PayPal Raises FY25 Margin and EPS Guidance After 7.3% Revenue Growth

PYPLPYPL

PayPal reported 7.3% YoY revenue growth last quarter with margin expansion and raised its FY25 transaction margin and EPS guidance. The stock trades at just 10x forward earnings as management channels free cash flow into aggressive share repurchases fueling double-digit EPS growth.

1. Reaffirmation of ‘Strong Buy’ Rating on Compelling Valuation

Analysts have reiterated PayPal as a ‘Strong Buy’, highlighting that the company currently trades at approximately 10 times forward earnings, one of the lowest multiples in the payments sector. This discount reflects market skepticism about mid-single-digit growth, but also presents a rare opportunity given PayPal’s robust free cash flow generation and aggressive share repurchase program that has driven double-digit diluted EPS growth over the past four quarters.

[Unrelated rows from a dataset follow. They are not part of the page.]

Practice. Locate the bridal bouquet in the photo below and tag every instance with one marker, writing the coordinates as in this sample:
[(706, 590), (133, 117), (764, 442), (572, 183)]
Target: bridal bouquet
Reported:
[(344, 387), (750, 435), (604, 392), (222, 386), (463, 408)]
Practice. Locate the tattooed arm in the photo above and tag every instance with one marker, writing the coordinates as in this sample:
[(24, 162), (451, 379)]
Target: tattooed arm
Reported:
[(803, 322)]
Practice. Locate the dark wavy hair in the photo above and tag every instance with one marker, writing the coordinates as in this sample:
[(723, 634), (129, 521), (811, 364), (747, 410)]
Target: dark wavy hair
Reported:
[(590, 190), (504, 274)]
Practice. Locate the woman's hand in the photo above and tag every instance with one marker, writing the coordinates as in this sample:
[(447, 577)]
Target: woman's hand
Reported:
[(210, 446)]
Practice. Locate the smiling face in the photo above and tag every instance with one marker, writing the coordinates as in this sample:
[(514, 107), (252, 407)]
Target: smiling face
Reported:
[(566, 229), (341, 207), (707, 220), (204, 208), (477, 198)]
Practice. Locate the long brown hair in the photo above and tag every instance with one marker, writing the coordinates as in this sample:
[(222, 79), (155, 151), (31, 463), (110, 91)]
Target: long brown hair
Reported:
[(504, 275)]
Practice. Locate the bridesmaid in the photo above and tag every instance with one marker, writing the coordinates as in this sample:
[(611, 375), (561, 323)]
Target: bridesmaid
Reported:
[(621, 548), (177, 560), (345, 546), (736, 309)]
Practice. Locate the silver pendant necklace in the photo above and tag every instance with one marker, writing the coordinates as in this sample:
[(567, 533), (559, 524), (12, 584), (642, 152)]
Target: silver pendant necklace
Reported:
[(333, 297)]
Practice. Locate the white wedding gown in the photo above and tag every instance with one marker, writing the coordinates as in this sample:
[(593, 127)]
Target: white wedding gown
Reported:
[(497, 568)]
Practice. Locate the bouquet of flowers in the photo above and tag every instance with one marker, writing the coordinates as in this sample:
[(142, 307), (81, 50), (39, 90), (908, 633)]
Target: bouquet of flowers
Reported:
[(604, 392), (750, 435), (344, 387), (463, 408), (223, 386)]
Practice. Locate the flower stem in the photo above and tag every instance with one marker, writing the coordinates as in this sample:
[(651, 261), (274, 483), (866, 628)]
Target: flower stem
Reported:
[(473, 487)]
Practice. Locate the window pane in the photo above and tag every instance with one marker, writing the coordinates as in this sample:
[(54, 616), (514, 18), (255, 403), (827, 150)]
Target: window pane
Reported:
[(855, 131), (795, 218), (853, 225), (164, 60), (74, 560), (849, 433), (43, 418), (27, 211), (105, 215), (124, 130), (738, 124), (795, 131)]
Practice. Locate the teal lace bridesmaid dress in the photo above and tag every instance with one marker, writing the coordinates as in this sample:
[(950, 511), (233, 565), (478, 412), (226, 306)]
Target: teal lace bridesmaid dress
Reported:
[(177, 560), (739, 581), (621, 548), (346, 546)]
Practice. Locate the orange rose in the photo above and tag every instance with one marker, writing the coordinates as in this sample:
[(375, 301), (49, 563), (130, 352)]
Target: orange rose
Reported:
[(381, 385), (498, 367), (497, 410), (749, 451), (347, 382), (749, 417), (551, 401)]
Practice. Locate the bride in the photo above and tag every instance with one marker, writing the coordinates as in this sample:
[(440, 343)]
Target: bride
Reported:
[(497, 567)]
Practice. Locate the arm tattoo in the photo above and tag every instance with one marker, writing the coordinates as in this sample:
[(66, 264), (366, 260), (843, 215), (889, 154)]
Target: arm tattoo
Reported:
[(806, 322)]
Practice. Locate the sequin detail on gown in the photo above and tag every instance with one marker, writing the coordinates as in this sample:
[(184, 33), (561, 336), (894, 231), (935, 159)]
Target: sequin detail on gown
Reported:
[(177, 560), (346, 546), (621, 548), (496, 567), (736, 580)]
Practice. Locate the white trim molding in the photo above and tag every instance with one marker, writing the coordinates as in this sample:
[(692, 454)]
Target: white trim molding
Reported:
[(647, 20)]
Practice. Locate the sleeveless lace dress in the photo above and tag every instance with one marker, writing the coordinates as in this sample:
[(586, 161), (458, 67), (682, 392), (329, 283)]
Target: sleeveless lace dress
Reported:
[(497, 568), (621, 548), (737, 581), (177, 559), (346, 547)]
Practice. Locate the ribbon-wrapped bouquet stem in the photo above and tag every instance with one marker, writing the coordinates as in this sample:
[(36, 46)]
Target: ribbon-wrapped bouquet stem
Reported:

2. Q4 Results Demonstrate Accelerating Growth and Margin Expansion

In its most recent quarter, PayPal delivered revenue growth of 7.3% year-over-year, outpacing consensus by 120 basis points, while transaction margin expanded by 60 basis points to 1.95%. The company reported 354 million active accounts, up 5% sequentially, and processed $370 billion in total payment volume, marking a 10% increase from the prior year. Management raised full-year 2025 guidance for both transaction margin (1.8%–1.9%) and non-GAAP EPS ($4.50–$4.70), reflecting confidence in ongoing operational leverage.

3. Bullish Long-Term Catalysts and Cost Efficiency Initiatives

PayPal stands to benefit from positive U.S. consumer spending trends, with e-commerce penetration projected to grow to 22% of total retail sales by 2026. The company is expanding its product ecosystem—recent launches include real-time cross-border payouts in 15 new markets and accelerated rollout of its ‘Buy Now, Pay Later’ platform. Meanwhile, a management-led cost optimization program has delivered $400 million in savings over the past year, with plans to reinvest a portion into technology and marketing to drive user engagement.

4. Risk-Reward Profile and Investor Takeaways

Despite an 18% stock decline since its mid-year peak, PayPal’s improved profitability metrics and raised guidance underpin a favorable risk-reward setup. The combination of cheap valuation, sustained buybacks representing over 5% of market capitalization in 2024, and multiple secular growth drivers position PayPal to outperform if consumer digital payment volumes continue to expand. Investors seeking both income via capital returns and growth exposure to fintech innovation may find the current share price particularly attractive.